Blisko ludziBeata Jałocha żegna psa. Fafik był przy niej, kiedy spadł na nią samobójca

Beata Jałocha żegna psa. Fafik był przy niej, kiedy spadł na nią samobójca

Młoda fizjoterapeutka, która od 4 lat walczy ze skutkami tragicznego wypadku, poinformowała fanów o utracie psa. Fafik, bo tak się wabił kompan Beaty Jałochy, przeszedł specjalny trening, aby móc się nią opiekować. Po tym, jak na kobietę spadł samobójca i zmiażdżył jej kręgosłup, zwierzę nie odstępowało jej na krok.

Beata Jałocha żegna psa. Fafik był przy niej, kiedy spadł na nią samobójca
Źródło zdjęć: © Facebook.com
Karolina Błaszkiewicz

05.06.2017 | aktual.: 05.06.2017 18:26

"Być może nie jest to do końca właściwe miejsce, aby o tym pisać i nie każdy to zrozumie... Mój pies był ze mną każdego dnia, dając mi niesamowitą ilość szczęścia i tak wiele ciepła..." – napisała na Facebooku Beata Jałocha. "Kiedy się oddalał, zawsze upewniał się, czy jestem w pobliżu i czy aby na pewno na niego czekam. Osoba, która go szkoliła, powiedziała, że tego psa uda mi się ułożyć tylko dlatego, że bardzo mnie kocha. Ja też bardzo go kochałam. Kiedy czułam się dobrze, pakowałam go do bagażnika i jeździliśmy samochodem pod las, żeby mógł pobyć w innym miejscu niż ogród. Tam nikomu nie przeszkadzaliśmy" – czytamy.

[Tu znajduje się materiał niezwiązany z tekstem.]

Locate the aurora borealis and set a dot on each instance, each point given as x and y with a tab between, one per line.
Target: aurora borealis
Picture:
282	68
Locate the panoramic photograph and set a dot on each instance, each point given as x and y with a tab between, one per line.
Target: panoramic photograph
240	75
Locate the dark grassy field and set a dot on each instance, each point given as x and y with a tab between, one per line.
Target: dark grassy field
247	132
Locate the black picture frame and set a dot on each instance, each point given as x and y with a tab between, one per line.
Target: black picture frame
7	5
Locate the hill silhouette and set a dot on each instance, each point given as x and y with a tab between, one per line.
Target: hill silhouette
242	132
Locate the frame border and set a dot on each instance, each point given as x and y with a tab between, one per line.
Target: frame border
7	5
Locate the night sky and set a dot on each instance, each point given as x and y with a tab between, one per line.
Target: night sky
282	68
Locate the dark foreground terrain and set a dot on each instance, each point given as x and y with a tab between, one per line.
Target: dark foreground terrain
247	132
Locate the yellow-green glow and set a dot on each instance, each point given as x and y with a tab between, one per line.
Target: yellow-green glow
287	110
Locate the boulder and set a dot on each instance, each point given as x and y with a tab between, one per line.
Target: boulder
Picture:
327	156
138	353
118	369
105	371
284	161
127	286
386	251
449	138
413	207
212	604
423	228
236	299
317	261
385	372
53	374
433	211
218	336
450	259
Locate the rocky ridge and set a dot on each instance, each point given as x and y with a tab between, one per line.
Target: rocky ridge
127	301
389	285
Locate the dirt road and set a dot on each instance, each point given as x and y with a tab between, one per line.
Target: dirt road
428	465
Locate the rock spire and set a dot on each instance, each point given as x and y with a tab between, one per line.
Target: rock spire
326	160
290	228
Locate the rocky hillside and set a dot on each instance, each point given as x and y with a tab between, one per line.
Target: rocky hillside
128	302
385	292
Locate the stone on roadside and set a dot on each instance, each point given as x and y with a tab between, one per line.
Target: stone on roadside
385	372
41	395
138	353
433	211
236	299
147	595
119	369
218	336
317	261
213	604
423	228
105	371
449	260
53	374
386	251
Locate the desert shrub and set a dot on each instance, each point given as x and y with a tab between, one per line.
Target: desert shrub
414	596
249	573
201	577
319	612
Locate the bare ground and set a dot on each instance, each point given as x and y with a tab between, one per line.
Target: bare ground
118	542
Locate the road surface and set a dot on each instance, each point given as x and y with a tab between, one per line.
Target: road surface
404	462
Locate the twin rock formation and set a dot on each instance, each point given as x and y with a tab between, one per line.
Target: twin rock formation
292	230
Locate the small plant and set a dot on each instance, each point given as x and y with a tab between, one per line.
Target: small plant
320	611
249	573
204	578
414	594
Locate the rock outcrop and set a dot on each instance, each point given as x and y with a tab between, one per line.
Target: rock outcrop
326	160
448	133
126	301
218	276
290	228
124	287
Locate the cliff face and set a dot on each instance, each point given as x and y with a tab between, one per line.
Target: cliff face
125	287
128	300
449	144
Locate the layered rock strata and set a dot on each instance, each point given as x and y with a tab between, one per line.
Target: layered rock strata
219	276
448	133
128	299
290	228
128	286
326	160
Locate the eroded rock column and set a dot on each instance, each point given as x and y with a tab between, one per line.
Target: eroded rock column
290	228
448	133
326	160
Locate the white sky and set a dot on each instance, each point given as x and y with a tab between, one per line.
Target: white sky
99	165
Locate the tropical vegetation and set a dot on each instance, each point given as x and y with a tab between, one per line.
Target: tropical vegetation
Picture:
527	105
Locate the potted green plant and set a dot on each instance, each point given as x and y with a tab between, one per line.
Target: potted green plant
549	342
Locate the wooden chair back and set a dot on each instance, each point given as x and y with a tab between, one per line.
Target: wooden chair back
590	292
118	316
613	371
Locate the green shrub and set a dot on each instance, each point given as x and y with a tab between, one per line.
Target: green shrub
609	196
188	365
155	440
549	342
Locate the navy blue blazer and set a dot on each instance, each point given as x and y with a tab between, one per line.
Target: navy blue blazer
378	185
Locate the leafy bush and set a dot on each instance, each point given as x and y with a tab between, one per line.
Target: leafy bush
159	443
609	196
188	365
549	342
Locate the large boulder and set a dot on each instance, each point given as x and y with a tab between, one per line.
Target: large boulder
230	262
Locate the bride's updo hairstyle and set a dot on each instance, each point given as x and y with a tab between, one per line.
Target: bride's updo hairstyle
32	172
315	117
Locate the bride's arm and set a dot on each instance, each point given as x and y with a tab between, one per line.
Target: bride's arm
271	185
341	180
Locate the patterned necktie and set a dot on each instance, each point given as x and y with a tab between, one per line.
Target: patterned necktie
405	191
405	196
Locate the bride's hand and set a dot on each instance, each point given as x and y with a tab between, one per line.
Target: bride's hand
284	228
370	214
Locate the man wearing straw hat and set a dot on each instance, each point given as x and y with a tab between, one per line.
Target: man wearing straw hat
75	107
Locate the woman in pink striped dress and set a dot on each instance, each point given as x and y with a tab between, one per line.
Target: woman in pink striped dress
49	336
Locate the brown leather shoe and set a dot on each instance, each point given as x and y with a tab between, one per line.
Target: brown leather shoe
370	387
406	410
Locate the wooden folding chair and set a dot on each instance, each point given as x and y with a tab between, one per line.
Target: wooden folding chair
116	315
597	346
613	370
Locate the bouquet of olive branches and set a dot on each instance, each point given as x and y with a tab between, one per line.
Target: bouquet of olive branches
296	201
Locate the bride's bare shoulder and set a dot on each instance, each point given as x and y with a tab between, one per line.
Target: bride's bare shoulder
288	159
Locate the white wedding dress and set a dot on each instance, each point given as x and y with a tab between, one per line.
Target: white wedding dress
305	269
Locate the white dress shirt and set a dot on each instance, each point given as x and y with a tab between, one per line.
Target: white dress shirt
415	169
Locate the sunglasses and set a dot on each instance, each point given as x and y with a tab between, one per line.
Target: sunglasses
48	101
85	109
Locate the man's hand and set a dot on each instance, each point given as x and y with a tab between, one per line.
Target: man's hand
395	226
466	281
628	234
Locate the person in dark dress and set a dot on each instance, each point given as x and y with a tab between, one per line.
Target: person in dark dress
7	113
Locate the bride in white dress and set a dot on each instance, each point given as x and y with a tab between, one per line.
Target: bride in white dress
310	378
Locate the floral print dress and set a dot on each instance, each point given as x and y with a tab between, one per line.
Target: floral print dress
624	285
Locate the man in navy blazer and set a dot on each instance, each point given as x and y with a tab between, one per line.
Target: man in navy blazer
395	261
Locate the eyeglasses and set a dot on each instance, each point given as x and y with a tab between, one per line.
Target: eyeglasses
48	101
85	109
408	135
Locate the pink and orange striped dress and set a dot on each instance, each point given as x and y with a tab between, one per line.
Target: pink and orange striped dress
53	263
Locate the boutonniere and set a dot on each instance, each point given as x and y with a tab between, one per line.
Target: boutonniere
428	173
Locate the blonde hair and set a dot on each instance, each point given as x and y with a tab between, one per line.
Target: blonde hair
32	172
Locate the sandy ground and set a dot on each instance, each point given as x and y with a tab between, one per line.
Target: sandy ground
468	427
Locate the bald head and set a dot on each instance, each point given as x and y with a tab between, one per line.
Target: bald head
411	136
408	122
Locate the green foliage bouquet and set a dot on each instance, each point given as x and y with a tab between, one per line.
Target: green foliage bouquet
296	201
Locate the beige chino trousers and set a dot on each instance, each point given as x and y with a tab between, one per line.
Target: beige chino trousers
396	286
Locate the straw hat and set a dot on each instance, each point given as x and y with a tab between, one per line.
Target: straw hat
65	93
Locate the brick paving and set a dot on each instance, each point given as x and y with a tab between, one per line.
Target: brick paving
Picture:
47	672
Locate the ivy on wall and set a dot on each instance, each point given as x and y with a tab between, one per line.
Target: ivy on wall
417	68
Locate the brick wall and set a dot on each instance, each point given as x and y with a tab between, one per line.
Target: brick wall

Niestety, Fafik zachorował. Według weterynarzy problem z przełykaniem nie był powodem do zmartwień. "Usłyszałam, że to tylko przeziębienie, zdiagnozowano go dopiero 2 dni temu. Dostał odpowiednie leki, ale był już tak słaby, tak ciężko oddychał... nie miał już sił, ale widziałam, jak walczył. Kolejna wizyta u weterynarza i znowu informacja, że trzeba czekać." – opowiada fizjoterapeutka. Wczesnym rankiem w niedzielę stan psa nagle się pogorszył. "Było bardzo źle. Szybko zanieśliśmy go do samochodu. Niestety, w drodze weterynarza zmarł." – dowiadujemy się z relacji Jałochy.

30-latka postanowiła podzielić się smutnymi wieściami, by nieco sobie ulżyć. Fafik był dla niej "kimś niezwykle ważnym", walczyła o niego do samego końca. "Ta sytuacja pokazuje mi jeszcze dobitniej, jak mocno trzeba doceniać te dobre momenty w życiu, jak trzeba być uważnym, bowiem złe pojawiają się w najmniej spodziewanych chwilach..." – konstatuje fizjoterapeutka. I trudno nie przyznać jej racji.